Time Complexity: O(1)
Auxiliary Space: O(1)

Refer Find most significant set bit of a number for details. 

9. Check if a number has bits in an alternate pattern

We can quickly check if bits in a number are in an alternate pattern (like 101010). 

Compute bitwise XOR (XOR denoted using ^) of n and (n >> 1). If n has an alternate pattern, then n ^ (n >> 1) operation will produce a number having all bits set.

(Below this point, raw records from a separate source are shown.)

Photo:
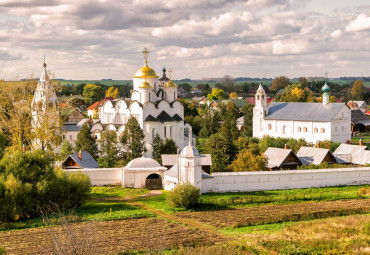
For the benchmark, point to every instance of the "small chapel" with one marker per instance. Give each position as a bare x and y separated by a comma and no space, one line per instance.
153,103
311,121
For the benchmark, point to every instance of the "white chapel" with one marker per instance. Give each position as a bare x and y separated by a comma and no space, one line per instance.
154,104
312,121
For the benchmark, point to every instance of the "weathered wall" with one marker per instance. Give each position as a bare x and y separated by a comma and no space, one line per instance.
293,179
102,176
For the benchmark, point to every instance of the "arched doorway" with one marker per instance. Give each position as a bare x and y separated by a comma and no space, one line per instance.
153,181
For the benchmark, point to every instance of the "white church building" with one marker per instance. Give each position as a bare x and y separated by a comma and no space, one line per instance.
310,121
154,104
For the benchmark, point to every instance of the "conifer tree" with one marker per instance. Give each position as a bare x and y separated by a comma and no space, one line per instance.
133,139
85,141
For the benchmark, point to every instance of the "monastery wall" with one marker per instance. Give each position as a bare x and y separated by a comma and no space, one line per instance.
293,179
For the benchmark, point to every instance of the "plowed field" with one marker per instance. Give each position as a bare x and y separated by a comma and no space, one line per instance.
277,213
107,237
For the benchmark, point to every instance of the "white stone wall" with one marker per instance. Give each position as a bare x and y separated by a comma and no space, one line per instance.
293,179
101,176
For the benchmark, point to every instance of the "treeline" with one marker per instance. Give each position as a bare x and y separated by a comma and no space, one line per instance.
30,185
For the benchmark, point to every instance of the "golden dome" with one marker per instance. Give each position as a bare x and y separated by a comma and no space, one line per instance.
145,85
170,83
145,71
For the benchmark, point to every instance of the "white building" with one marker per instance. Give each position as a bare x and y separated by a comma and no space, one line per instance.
311,121
153,104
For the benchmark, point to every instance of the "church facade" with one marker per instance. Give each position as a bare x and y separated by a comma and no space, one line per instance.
153,103
311,121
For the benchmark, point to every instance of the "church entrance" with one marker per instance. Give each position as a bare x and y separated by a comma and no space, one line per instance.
153,181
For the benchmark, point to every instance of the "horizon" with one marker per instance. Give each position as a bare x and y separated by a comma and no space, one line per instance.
197,39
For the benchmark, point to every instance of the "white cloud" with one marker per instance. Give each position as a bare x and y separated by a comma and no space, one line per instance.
361,23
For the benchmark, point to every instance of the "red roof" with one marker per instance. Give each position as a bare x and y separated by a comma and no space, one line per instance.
92,107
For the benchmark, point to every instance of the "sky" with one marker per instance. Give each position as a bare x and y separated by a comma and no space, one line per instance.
195,38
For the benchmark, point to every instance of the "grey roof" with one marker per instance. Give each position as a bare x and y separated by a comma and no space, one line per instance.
358,117
303,111
171,159
355,154
311,155
276,156
86,161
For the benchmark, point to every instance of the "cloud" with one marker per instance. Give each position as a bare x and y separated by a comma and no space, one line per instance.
361,23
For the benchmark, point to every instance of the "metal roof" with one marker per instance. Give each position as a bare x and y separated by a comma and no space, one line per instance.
311,155
303,111
86,161
171,159
276,156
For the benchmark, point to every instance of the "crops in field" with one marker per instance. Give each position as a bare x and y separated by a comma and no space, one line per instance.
108,237
238,217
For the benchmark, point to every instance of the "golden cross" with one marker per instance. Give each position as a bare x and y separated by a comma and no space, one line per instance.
146,53
170,72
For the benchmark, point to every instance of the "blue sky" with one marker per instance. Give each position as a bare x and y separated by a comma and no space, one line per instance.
196,38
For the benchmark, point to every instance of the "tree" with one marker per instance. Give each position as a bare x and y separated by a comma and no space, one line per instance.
93,93
233,95
216,94
109,149
247,161
358,89
85,141
133,139
157,144
112,92
169,147
280,82
66,150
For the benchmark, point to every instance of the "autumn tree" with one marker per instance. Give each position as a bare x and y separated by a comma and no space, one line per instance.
216,94
133,139
112,92
93,93
358,89
109,149
247,161
280,82
85,141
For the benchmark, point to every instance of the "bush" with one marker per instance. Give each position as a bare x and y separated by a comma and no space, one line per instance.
184,196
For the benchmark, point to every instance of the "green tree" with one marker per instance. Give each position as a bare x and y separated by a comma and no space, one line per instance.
358,89
109,149
133,139
93,93
216,94
169,147
66,149
280,82
85,141
247,161
112,92
157,144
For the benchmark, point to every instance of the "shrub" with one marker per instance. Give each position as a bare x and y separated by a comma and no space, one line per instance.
184,196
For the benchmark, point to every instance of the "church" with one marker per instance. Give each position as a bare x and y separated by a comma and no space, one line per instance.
311,121
153,103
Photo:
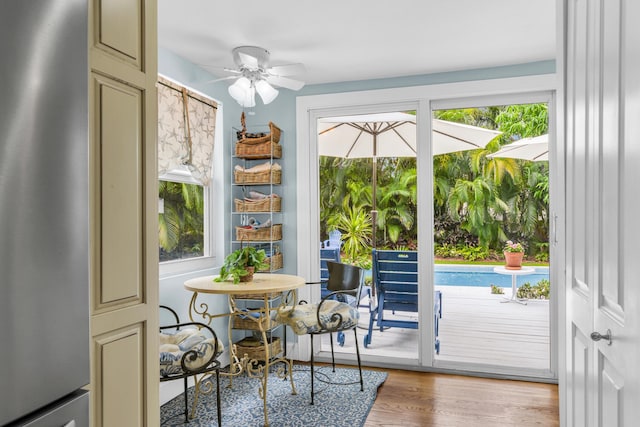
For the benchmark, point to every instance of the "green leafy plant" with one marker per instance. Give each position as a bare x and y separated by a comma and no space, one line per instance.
510,246
236,263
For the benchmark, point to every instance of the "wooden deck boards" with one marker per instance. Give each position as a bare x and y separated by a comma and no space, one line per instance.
476,327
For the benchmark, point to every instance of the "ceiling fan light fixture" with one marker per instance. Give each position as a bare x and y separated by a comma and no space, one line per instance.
267,92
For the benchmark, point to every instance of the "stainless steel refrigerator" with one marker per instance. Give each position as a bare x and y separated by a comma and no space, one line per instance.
44,213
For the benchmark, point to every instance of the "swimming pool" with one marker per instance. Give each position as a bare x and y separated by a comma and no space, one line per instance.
473,275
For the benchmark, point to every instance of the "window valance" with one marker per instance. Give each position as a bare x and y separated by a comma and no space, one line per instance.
186,129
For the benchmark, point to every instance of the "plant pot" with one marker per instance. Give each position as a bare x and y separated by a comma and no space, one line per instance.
513,260
248,277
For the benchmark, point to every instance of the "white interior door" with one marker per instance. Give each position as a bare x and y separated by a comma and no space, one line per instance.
603,255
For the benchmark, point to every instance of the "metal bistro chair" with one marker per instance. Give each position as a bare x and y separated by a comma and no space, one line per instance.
190,352
336,312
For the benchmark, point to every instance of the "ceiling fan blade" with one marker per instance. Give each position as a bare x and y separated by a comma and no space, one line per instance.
220,79
287,70
285,82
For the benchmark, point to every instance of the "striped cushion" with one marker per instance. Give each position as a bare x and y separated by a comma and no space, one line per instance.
173,346
303,319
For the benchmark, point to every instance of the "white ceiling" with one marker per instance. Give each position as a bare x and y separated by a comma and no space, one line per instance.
346,40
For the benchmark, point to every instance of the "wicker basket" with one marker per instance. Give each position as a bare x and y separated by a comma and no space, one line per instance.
272,136
255,349
263,147
269,204
259,235
272,176
263,150
275,262
254,324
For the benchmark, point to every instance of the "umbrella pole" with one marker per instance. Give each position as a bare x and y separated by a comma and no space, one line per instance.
374,179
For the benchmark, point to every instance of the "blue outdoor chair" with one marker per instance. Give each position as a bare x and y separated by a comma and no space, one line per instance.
395,278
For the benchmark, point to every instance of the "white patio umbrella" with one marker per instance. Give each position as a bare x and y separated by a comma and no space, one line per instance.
392,135
535,149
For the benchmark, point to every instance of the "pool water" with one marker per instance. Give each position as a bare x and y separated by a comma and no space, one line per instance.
472,275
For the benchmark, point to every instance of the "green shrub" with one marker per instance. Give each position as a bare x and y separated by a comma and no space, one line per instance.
542,289
539,291
525,291
473,253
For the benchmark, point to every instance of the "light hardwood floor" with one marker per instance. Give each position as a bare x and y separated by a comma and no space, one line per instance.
424,399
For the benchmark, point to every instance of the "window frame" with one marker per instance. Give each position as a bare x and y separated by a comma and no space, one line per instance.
182,175
214,212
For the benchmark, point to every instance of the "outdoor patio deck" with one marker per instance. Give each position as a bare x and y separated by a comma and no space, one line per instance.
476,327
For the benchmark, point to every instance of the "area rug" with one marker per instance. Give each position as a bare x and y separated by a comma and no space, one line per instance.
338,401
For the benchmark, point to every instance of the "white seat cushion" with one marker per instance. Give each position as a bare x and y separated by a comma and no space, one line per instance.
174,345
303,319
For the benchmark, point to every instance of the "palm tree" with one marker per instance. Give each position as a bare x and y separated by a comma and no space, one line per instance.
180,227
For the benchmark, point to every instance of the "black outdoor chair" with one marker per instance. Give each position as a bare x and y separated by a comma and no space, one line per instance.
336,312
190,352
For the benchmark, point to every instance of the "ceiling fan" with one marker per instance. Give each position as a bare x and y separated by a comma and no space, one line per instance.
254,74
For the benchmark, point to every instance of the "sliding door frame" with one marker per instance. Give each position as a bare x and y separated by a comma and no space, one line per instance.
422,99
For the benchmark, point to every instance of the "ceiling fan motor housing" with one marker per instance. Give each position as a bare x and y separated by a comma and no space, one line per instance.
251,57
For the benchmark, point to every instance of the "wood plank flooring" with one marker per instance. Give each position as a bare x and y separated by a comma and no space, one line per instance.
425,399
476,327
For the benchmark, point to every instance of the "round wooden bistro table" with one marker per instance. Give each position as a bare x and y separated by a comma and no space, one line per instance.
265,287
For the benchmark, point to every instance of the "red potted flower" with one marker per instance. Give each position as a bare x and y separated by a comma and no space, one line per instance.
513,254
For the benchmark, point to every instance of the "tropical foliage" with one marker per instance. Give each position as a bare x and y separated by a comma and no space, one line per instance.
478,202
181,225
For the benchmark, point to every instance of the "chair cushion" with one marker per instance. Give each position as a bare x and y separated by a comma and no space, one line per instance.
174,345
302,318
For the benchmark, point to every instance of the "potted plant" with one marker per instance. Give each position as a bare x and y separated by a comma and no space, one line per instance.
242,263
513,254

Below is the implementation of the above approach.

C++




// function to check if all the bits
// are set or not in the binary
// representation of 'n'
static bool allBitsAreSet(int n)
{
    // if true, then all bits are set
    if (((n + 1) & n) == 0)
        return true;
 
    // else all bits are not set
    return false;
}
 
// Function to check if a number
// has bits in alternate pattern
bool bitsAreInAltOrder(unsigned int n)
{
    unsigned int num = n ^ (n >> 1);
 
    // To check if all bits are set in 'num'
    return allBitsAreSet(num);
}


Java




/*package whatever //do not write package name here */
import java.io.*;
 
class GFG {
 
  // function to check if all the bits
  // are set or not in the binary
  // representation of 'n'
  public static boolean allBitsAreSet(long n)
  {
 
    // if true, then all bits are set
    if (((n + 1) & n) == 0)
      return true;
 
    // else all bits are not set
    return false;
  }
 
  // Function to check if a number
  // has bits in alternate pattern
  public static boolean bitsAreInAltOrder(long n)
  {
    long num = n ^ (n >> 1);
 
    // To check if all bits are set in 'num'
    return allBitsAreSet(num);
  }
  public static void main (String[] args) {
 
  }
}
 
// This code is contributed by akashish__


Python3




# function to check if all the bits
# are set or not in the binary
# representation of 'n'
def allBitsAreSet(n):
  # if true, then all bits are set
  if (((n + 1) & n) == 0):
    return True
 
  # else all bits are not set
  return False
 
# Function to check if a number
# has bits in alternate pattern
def bitsAreInAltOrder(n):
  num = n ^ (n >> 1)
 
  # To check if all bits are set in 'num'
  return allBitsAreSet(num)
 
 
# This code is contributed by akashish__


C#




using System;
public class GFG
{
 
    // function to check if all the bits
    // are set or not in the binary
    // representation of 'n'
    public static bool allBitsAreSet(uint n)
    {
       
        // if true, then all bits are set
        if (((n + 1) & n) == 0)
            return true;
 
        // else all bits are not set
        return false;
    }
 
    // Function to check if a number
    // has bits in alternate pattern
    public static bool bitsAreInAltOrder(uint n)
    {
        uint num = n ^ (n >> 1);
 
        // To check if all bits are set in 'num'
        return allBitsAreSet(num);
    }
 
    static public void Main() {}
}
 
// This code is contributed by akashish__


Javascript




// function to check if all the bits
// are set or not in the binary
// representation of 'n'
function allBitsAreSet(n)
{
    // if true, then all bits are set
    if (((n + 1) & n) == 0)
        return true;
 
    // else all bits are not set
    return false;
}
 
// Function to check if a number
// has bits in alternate pattern
function bitsAreInAltOrder(n)
{
    let num = n ^ (n >> 1);
 
    // To check if all bits are set in 'num'
    return allBitsAreSet(num);
}
 
// This code is contributed by akashish__


Time Complexity: O(1)
Auxiliary Space: O(1)

Refer check if a number has bits in alternate pattern for details.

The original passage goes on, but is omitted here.